Fast LiDAR Informed Visual Search in Unseen Indoor Environments

TL;DR

This work addresses fast visual search in unseen indoor environments by marrying frontier-based planning with a map-free LiDAR perception module that labels non-map points to guide viewpoint selection. The core approach trains a pixel-wise LiDAR classifier from map-based ground truth and uses a history-augmented, autoregressive model to run online, enabling the planner to prioritize non-permanent features. A two-map occupancy framework and a four-candidate, centroid-based viewpoint generation scheme yield a novel utility that accelerates target localization while handling unknown space. Results in simulation and real Spot experiments show faster search and robustness to label-noise, with performance close to ground-truth-informed planning. The method demonstrates practical impact for multi-sensor indoor exploration where map information is unavailable or outdated, offering real-time, scalable guidance for autonomous search tasks.

Abstract

This paper details a system for fast visual exploration and search without prior map information.
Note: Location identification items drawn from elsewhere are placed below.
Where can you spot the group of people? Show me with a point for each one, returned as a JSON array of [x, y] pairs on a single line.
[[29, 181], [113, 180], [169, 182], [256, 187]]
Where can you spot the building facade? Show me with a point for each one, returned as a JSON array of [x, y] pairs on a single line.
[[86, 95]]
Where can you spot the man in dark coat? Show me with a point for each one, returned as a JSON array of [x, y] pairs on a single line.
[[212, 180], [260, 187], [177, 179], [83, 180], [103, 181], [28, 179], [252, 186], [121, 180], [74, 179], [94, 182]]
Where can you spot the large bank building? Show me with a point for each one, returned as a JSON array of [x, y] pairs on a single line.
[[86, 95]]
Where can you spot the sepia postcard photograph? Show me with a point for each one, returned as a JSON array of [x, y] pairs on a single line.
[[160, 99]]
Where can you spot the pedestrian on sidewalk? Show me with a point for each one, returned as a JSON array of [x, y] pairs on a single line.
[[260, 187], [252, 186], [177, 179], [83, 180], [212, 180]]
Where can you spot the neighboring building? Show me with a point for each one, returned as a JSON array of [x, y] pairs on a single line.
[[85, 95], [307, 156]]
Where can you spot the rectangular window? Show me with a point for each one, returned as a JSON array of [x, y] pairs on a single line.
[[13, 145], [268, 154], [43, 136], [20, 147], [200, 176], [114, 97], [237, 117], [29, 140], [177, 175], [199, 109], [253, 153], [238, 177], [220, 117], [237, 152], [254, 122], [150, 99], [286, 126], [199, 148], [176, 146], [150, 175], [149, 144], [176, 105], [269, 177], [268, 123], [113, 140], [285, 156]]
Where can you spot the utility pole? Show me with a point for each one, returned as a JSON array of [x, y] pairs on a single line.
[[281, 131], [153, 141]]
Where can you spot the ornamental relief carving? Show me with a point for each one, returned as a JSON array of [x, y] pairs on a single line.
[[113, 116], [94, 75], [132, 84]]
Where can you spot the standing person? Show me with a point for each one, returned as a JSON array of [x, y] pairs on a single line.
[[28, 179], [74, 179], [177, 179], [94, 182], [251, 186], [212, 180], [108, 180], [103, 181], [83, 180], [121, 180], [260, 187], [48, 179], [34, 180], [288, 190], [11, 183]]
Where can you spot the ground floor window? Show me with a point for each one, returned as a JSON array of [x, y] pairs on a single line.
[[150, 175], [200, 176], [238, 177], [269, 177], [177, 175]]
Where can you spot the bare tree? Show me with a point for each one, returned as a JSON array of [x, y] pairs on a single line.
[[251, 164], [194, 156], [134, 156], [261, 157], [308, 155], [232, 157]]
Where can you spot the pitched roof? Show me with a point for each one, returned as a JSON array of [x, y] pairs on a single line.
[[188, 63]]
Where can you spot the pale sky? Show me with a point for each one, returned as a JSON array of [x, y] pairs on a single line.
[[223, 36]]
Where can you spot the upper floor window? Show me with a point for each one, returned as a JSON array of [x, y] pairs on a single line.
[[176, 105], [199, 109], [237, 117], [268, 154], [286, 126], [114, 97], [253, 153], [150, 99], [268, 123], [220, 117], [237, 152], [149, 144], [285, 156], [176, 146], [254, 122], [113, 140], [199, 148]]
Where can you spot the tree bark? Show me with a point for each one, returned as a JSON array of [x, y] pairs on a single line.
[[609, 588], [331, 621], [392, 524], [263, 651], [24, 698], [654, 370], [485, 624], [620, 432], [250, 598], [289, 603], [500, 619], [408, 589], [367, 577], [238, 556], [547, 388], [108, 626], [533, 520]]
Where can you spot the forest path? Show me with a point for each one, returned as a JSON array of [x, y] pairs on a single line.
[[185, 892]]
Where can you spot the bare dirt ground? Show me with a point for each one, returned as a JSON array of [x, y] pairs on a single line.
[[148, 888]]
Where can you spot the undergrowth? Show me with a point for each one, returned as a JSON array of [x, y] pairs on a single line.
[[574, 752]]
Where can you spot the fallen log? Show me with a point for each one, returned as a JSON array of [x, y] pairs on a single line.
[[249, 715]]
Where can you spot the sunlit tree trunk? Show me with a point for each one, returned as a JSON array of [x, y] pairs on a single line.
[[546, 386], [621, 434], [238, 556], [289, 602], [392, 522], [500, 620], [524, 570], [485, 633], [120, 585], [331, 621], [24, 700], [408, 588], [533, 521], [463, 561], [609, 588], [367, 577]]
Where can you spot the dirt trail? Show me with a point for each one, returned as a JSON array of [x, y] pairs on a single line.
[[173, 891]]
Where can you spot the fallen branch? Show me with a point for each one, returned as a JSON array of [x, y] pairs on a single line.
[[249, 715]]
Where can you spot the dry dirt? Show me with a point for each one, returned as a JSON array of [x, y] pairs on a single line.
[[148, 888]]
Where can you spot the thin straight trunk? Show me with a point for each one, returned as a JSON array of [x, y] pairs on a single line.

We leverage frontier based planning with both LiDAR and visual sensing and augment it with a perception module that contextually labels points in the surroundings from wide Field of View 2D LiDAR scans. The goal of the perception module is to recognize surrounding points more likely to be the search target in order to provide an informed prior on which to plan next best viewpoints. The robust map-free scan classifier used to label pixels in the robot's surroundings is trained from expert data collected using a simple cart platform equipped with a map-based classifier. We propose a novel utility function that accounts for the contextual data found from the classifier. The resulting viewpoints encourage the robot to explore points unlikely to be permanent in the environment, leading the robot to locate objects of interest faster than several existing baseline algorithms. Our proposed system is further validated in real-world search experiments for single and multiple search objects with a Spot robot in two unseen environments. Videos of experiments, implementation details and open source code can be found at https://sites.google.com/view/lives-2024/home.

Figures (8)

• Figure 1: The cart used for labeled data acquisition and the Spot robot used for deployment. The RealSense provides odometry estimate to the cart, required for ground-truth estimation. Spot is equipped with an RGB-D Azure Kinect for detection.
• Figure 2: Pixel-wise LiDAR scan classification model architecture used to speed up search by providing information to the planner. $k$ is the length of the history buffer. (a) $[3,k]$ pose history matrix containing $[x,y,\theta]$. (b) $[n_{i},k]$ LiDAR range history matrix. (c) $[n_{i},k-1] \cup [n_{i},1]$ estimated label history matrix concatenated with its pixel-wise exponential weighted average. (d) The model consists of three temporal-convolutional encoders (TCN) (i.e. pose encoder, scan encoder, and label encoder). The encoded poses, scans, and labels are combined to produce a pixel-wise classification of the LiDAR scan. In (e) a threshold (positive/negative) is applied to the raw logits such that each pixel is classified as either a map point or a non-map point.
• Figure 3: Map updates are performed from observation at each timestep for visual (a) and LiDAR (b) sensors. White cells are known free and blue/grey cells are unknown. Next, frontiers and their centroids are computed for each of the two sensors (c) and (d).
• Figure 4: An overview of the viewpoint sampling process. Four viewpoints are considered at each centroid, shown as red triangles. The highest scoring viewpoint is shown as a yellow triangle to be sent to the robot.
• Figure 5: Ablation studies over policy architecture (top) and injected noise during training (bottom). The inclusion of the label history buffer yields 11.63% higher test accuracy. The policy is robust up to 30% to bit-flipping errors in the label history buffer. The mean accuracy depicts the 5-step moving average.